As regards an aspect that was mentioned earlier regarding there being no well qualified medical people as forum members, this does seem to be the case. We did have a retired GP post in the past but he has not done so for a long time and he did not have the knowledge of a Consultant anyway. No doubt the moderators in need can call on advice from specialist where dubious information is posted. Perhaps an article by a specialist detailing latest advances in various treatments would be interesting but it's a question of finding somebody with the time and inclination. Specific advice for individuals should, I feel, be best left to their Consultants who are in the best position to advise. So it is perhaps not surprising that we have no consultants on what is after all a support forum.

Edited by member 08 Apr 2015 at 15:50  | Reason: Not specified

Blimey Sonic!

That's really good news so far regarding catheter removal and continence...

I can only echo Dave's comments.......Go out and buy a lottery ticket this weekend!....http://community.prostatecanceruk.org/editors/tiny_mce/plugins/emoticons/img/smiley-smile.gif

Hopefully your histology report and subsequent PSA results will show that your procedure was successful as far as can be ascertained at this stage of your recovery.

Very encouraging news indeed!

Best Wishes

Luther

Glad to hear the good news so far.

Op is over

You are alive

Catheter is out

Continance looks positive

You have "youth" on your side so odds of EF returning are much better

Wishing you all the best with your recovery.

'Youth' lol..u old fogie...I,ll have you know I,m a grandad of 8.

Pleased to hear your op went well Sonic.

It surprised me to hear that the district nurse removed the cathetar rather than you attending the clinic for a trial without cathetar (twoc).

Did the district nurse check your urine output following removal of the cathetar. They usually want to be confident that everything is as it should be once the cathetar is out.

Bri

I am no expert of course but the paperwork given to me about my op claimed that the younger you are (particularly under 60) then the chances of EF returning are much better. So I would regard 48 as "young" and something in your favour!

Congratulations on being a "young" grandad of 8!

I hope the pain you are experiencing quickly sorts itself out.

Best wishes from the "old fogie"! 😄

Edited by member 08 Apr 2015 at 22:28  | Reason: Not specified

Sonic

Like Bri was surprised the district nurse took it out, I was given strict instructions not to let the district nurse do anything with the catheter.
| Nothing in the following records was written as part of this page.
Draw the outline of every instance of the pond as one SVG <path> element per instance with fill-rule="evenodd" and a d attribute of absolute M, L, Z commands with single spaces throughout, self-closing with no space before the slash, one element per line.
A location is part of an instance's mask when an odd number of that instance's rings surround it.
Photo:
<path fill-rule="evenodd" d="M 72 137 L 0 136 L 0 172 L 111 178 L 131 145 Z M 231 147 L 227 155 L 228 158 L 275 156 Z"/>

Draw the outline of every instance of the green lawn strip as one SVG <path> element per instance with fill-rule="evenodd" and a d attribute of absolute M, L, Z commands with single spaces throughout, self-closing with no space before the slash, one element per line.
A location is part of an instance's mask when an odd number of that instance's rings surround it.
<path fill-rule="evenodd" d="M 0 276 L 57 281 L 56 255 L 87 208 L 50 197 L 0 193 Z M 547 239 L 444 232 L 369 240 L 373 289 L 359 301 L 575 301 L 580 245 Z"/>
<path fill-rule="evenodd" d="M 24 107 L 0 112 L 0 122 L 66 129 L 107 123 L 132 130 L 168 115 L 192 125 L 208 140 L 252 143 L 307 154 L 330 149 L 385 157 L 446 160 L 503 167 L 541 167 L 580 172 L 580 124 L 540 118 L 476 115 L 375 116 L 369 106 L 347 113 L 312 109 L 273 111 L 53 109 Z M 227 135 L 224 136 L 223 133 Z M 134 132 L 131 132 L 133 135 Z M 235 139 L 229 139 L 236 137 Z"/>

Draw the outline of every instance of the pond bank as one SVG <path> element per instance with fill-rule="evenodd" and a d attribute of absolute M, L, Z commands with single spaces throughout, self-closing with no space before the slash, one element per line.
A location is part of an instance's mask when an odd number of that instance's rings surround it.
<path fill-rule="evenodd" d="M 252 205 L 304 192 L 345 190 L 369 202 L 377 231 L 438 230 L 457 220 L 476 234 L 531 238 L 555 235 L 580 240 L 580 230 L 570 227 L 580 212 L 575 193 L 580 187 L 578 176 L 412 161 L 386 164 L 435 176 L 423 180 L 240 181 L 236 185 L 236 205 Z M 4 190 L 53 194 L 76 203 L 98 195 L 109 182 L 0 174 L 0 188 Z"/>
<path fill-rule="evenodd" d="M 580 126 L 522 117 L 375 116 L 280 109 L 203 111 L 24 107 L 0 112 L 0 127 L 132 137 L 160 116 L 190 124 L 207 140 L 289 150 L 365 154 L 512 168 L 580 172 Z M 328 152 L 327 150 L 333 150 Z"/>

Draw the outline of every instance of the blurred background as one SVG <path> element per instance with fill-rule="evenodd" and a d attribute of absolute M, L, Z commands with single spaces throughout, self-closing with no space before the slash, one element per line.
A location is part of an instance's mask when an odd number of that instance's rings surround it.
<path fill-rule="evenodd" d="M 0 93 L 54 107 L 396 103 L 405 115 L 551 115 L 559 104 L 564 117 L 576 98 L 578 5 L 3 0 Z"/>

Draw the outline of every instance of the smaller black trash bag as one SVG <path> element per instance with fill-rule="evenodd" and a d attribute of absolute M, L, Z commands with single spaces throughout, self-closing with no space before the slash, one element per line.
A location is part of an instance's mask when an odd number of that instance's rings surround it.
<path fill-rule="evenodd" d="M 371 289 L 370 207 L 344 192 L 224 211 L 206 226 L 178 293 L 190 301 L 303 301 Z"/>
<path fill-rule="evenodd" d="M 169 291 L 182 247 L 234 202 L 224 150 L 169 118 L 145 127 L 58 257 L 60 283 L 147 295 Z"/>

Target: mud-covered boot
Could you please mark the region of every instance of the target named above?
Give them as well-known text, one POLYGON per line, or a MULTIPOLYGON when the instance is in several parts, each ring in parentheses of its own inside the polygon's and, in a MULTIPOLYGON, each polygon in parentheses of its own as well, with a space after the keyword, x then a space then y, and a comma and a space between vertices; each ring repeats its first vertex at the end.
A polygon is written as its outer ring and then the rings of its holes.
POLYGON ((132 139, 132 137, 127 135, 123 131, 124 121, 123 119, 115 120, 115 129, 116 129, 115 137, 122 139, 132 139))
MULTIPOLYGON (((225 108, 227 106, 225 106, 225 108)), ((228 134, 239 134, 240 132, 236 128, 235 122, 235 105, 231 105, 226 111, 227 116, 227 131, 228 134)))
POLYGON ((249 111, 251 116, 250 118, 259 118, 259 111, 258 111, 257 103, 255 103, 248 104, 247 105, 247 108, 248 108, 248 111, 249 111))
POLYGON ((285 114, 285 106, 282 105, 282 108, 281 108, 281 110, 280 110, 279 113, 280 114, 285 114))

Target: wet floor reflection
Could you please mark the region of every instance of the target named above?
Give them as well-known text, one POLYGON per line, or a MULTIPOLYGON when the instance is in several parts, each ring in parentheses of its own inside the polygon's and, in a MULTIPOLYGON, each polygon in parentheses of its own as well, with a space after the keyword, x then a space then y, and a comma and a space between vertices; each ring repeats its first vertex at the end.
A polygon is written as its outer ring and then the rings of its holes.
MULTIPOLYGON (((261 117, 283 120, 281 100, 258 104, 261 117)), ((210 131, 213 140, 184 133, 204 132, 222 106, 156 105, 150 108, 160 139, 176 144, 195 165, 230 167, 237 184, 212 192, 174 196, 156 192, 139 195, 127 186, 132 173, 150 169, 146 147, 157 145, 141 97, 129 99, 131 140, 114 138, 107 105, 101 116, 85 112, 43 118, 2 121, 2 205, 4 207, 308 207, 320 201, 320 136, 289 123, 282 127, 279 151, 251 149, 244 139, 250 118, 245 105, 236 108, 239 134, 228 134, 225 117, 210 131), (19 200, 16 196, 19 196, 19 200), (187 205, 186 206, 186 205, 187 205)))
Did you have the Da Vinci op, let me know ? My surgeon is convinced the way my catheter was removed has caused my on going stricture.

Thanks Chris

Good luck, hope you make a speedy recovery, my other half went down the brachy route (as I said earlier on in this post) we thought he had taken the easier option, but 3 and a half months down the line he is still suffering with severe burning with every pee and can't sit down for long as it hurts inside. I think they must have damaged inside with the catheter, he was in agony the whole time the catheter was in (only overnight) So things don't always go to plan! 

All the best.

Chris,I googled it...wonderful thing Google.;)
Is there treatment for that? Who removed your catheter?